El ministro explicó que «el pasado mes de diciembre aprobamos una novedosa línea de avales para arrendadores que hoy mismo (por el martes) hemos dotado con 300 millones de euros», señaló. El objetivo es garantizar que los propietarios puedan recibir el alquiler incluso en casos de impago, protegiendo así su estabilidad financiera.
Además, el Ejecutivo está analizando la posibilidad de ampliar y mejorar este mecanismo de protección. Bolaños subrayó que la intención es que no existan excusas para mantener viviendas vacías cuando podrían acoger a familias. La idea es equilibrar la seguridad de los arrendadores con la necesidad social de que los hogares estén ocupados.
Requisitos para acceder a las ayudas
Para beneficiarse de estas ayudas, los propietarios deberán cumplir una serie de requisitos.
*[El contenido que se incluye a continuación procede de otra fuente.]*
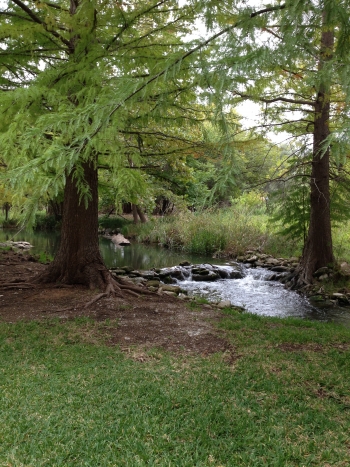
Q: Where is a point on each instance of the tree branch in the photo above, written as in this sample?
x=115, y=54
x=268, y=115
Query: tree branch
x=38, y=20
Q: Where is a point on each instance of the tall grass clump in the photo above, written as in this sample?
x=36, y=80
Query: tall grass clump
x=222, y=232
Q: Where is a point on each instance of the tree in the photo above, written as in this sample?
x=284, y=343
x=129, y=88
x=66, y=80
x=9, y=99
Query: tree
x=294, y=61
x=86, y=69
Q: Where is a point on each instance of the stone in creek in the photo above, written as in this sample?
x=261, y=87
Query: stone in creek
x=170, y=288
x=224, y=304
x=280, y=269
x=153, y=283
x=342, y=299
x=150, y=275
x=210, y=277
x=272, y=261
x=120, y=240
x=185, y=263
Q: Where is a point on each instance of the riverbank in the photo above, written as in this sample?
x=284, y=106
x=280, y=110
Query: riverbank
x=74, y=393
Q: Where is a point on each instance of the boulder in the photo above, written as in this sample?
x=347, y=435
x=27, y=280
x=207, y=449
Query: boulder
x=224, y=304
x=120, y=240
x=170, y=288
x=153, y=283
x=209, y=277
x=272, y=262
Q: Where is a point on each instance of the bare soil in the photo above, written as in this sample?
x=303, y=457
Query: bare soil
x=146, y=321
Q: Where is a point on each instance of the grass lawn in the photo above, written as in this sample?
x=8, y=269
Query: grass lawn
x=67, y=399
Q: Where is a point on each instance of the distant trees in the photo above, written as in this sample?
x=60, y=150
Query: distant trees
x=294, y=61
x=83, y=91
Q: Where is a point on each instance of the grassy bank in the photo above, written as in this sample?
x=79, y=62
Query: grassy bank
x=229, y=232
x=69, y=400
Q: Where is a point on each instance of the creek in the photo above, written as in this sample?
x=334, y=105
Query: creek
x=253, y=292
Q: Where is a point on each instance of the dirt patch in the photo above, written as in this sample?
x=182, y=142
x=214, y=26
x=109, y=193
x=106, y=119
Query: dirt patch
x=146, y=321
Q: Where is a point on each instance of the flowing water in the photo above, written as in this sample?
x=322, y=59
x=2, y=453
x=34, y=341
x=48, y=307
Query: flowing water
x=253, y=292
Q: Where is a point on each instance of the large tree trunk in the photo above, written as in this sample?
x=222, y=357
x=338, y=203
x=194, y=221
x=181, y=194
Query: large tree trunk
x=78, y=260
x=318, y=249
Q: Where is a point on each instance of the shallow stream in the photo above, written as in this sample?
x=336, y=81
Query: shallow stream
x=253, y=292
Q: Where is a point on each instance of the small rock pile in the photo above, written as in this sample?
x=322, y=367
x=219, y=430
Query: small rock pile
x=20, y=245
x=165, y=281
x=285, y=271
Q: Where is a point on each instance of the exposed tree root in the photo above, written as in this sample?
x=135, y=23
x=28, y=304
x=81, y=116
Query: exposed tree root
x=10, y=286
x=96, y=299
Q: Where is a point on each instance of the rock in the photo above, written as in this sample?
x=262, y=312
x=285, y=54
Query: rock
x=167, y=292
x=118, y=272
x=280, y=269
x=150, y=275
x=224, y=304
x=170, y=288
x=120, y=240
x=210, y=277
x=182, y=296
x=127, y=269
x=272, y=261
x=252, y=259
x=200, y=271
x=342, y=299
x=152, y=283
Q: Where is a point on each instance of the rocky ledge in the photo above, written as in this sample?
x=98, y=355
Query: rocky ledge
x=166, y=281
x=285, y=271
x=20, y=245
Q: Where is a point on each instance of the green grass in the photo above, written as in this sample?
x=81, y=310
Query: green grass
x=69, y=400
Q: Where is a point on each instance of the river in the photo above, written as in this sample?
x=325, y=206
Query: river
x=253, y=292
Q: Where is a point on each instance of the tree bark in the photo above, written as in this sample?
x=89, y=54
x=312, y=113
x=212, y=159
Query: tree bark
x=141, y=215
x=318, y=249
x=78, y=260
x=135, y=213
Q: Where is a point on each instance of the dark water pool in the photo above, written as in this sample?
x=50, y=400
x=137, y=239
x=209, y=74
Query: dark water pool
x=253, y=291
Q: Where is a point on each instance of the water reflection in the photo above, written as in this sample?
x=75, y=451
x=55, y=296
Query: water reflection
x=253, y=292
x=140, y=256
x=265, y=298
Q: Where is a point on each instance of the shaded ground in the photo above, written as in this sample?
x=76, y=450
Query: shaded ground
x=147, y=321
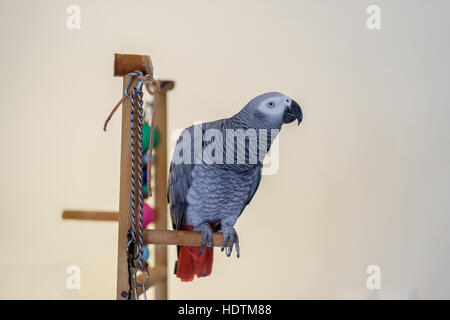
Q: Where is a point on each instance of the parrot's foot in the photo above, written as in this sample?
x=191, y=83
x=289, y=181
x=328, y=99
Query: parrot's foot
x=206, y=231
x=230, y=237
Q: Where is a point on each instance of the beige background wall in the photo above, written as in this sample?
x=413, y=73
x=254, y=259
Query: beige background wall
x=363, y=181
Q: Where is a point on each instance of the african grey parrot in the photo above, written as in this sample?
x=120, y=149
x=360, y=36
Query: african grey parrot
x=215, y=172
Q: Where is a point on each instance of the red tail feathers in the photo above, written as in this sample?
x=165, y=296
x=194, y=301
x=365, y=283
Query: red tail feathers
x=191, y=262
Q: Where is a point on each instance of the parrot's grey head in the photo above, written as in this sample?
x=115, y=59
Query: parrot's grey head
x=272, y=110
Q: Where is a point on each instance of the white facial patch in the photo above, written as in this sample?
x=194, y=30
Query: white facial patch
x=272, y=108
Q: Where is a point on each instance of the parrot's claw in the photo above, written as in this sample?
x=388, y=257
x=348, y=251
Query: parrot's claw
x=206, y=231
x=231, y=238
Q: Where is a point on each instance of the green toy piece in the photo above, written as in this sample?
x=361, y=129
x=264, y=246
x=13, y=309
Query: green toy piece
x=146, y=137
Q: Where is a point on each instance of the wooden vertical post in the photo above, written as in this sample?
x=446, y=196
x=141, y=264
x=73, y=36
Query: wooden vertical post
x=125, y=178
x=161, y=184
x=124, y=64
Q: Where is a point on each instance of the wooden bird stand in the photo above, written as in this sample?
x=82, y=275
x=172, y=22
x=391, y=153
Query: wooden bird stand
x=160, y=237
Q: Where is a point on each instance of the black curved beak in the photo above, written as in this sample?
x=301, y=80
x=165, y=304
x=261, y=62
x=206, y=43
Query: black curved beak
x=293, y=112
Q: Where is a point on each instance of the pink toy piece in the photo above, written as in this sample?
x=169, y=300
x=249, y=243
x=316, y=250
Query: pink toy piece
x=149, y=214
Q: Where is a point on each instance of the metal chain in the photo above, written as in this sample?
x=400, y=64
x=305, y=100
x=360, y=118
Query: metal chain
x=135, y=248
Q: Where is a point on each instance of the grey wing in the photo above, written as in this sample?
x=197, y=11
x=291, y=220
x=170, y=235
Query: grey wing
x=256, y=177
x=180, y=180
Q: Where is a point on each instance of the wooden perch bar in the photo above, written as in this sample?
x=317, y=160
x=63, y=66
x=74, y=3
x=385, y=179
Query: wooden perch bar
x=126, y=63
x=90, y=215
x=180, y=238
x=157, y=275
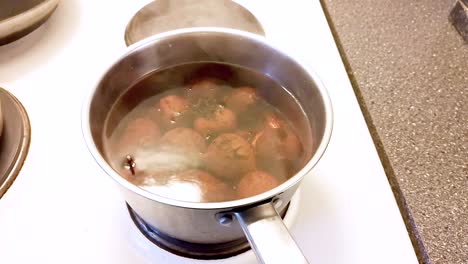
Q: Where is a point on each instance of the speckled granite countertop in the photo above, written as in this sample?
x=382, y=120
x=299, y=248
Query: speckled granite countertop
x=409, y=68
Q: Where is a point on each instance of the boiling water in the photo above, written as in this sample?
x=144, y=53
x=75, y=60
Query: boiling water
x=205, y=132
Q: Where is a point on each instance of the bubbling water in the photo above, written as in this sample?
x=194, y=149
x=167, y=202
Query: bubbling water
x=204, y=132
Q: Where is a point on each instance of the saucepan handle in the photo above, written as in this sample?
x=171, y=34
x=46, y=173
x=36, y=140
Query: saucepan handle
x=268, y=236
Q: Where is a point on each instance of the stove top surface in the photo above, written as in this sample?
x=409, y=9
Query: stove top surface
x=63, y=209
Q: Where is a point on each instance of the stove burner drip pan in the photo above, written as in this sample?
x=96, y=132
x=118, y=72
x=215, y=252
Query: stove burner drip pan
x=188, y=249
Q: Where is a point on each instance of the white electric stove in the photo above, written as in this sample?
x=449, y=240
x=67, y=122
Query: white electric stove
x=63, y=209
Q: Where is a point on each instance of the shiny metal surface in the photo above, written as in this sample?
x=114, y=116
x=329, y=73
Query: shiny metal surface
x=14, y=141
x=19, y=18
x=165, y=15
x=198, y=222
x=268, y=236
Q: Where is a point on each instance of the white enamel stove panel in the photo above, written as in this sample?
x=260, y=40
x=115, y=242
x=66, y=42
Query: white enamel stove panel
x=63, y=209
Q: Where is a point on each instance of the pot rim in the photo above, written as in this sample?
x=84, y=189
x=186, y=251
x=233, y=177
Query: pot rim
x=86, y=129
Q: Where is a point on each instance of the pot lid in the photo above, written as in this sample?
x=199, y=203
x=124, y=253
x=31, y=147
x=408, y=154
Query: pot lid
x=165, y=15
x=14, y=139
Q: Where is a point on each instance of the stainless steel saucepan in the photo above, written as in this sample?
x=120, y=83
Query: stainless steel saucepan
x=208, y=223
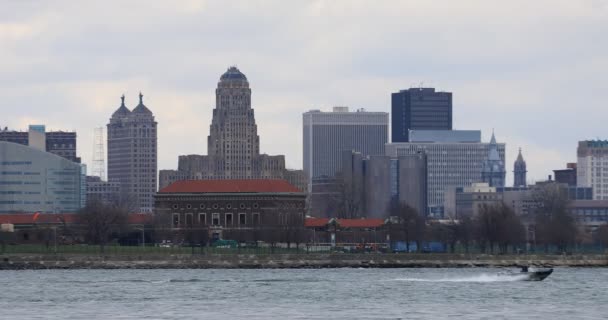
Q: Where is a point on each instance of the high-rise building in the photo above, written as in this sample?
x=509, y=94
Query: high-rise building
x=592, y=167
x=370, y=186
x=567, y=176
x=61, y=143
x=328, y=134
x=419, y=109
x=519, y=171
x=493, y=172
x=132, y=154
x=33, y=180
x=450, y=165
x=233, y=143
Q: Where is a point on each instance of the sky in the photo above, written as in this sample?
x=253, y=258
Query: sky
x=535, y=72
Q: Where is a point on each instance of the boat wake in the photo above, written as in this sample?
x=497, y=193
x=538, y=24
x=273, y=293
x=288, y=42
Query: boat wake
x=478, y=278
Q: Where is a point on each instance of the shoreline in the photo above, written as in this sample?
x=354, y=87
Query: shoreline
x=292, y=261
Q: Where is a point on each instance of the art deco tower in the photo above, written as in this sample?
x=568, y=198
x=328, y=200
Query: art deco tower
x=233, y=134
x=519, y=171
x=132, y=154
x=493, y=170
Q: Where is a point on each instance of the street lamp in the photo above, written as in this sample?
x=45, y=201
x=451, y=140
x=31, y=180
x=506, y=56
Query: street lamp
x=143, y=235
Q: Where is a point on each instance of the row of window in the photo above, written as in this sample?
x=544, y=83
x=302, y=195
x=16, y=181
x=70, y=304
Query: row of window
x=216, y=206
x=215, y=220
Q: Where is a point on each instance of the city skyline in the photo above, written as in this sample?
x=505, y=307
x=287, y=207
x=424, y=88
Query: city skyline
x=515, y=86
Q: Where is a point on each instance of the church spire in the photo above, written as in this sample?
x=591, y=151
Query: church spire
x=519, y=171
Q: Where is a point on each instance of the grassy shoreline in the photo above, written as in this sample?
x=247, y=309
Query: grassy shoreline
x=295, y=261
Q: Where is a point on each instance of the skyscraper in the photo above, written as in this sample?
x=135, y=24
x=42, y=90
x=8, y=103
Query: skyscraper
x=328, y=134
x=519, y=171
x=493, y=172
x=450, y=164
x=419, y=108
x=132, y=154
x=233, y=144
x=592, y=167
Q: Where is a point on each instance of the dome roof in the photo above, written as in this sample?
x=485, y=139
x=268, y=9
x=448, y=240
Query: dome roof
x=233, y=73
x=122, y=110
x=141, y=108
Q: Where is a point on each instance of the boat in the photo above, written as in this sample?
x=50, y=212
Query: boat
x=534, y=274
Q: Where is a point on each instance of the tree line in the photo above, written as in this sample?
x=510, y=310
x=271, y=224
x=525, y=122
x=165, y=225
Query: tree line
x=497, y=228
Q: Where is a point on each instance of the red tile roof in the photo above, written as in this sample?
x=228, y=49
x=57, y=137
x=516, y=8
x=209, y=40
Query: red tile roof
x=229, y=186
x=360, y=223
x=316, y=222
x=59, y=218
x=344, y=223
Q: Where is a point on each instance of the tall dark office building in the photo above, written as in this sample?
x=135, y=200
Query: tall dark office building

Entre ellos, firmar contratos con inquilinos menores de 35 años o con personas consideradas vulnerables, según la normativa de cada comunidad autónoma. Además, el alquiler debe estar dentro del índice estatal de referencia y los arrendadores deberán depositar la fianza legal obligatoria y sus actualizaciones.
Otro requisito fundamental es que los propietarios suscriban con sus inquilinos un compromiso relacionado con el aval al alquiler. Este compromiso se formaliza siguiendo el modelo aprobado por la Administración. Con estas condiciones, el Gobierno busca asegurar que las ayudas lleguen a quienes realmente necesitan protección frente a impagos.
Con la asignación de estos 300 millones de euros, el Gobierno refuerza su compromiso de apoyar a los pequeños propietarios y proteger la estabilidad del mercado de alquiler. La medida entrará en funcionamiento de manera inmediata y se espera que impacte positivamente en la relación entre arrendadores e inquilinos. Este programa refuerza la idea de que la vivienda es un derecho, pero también una responsabilidad compartida entre propietarios y ciudadanos.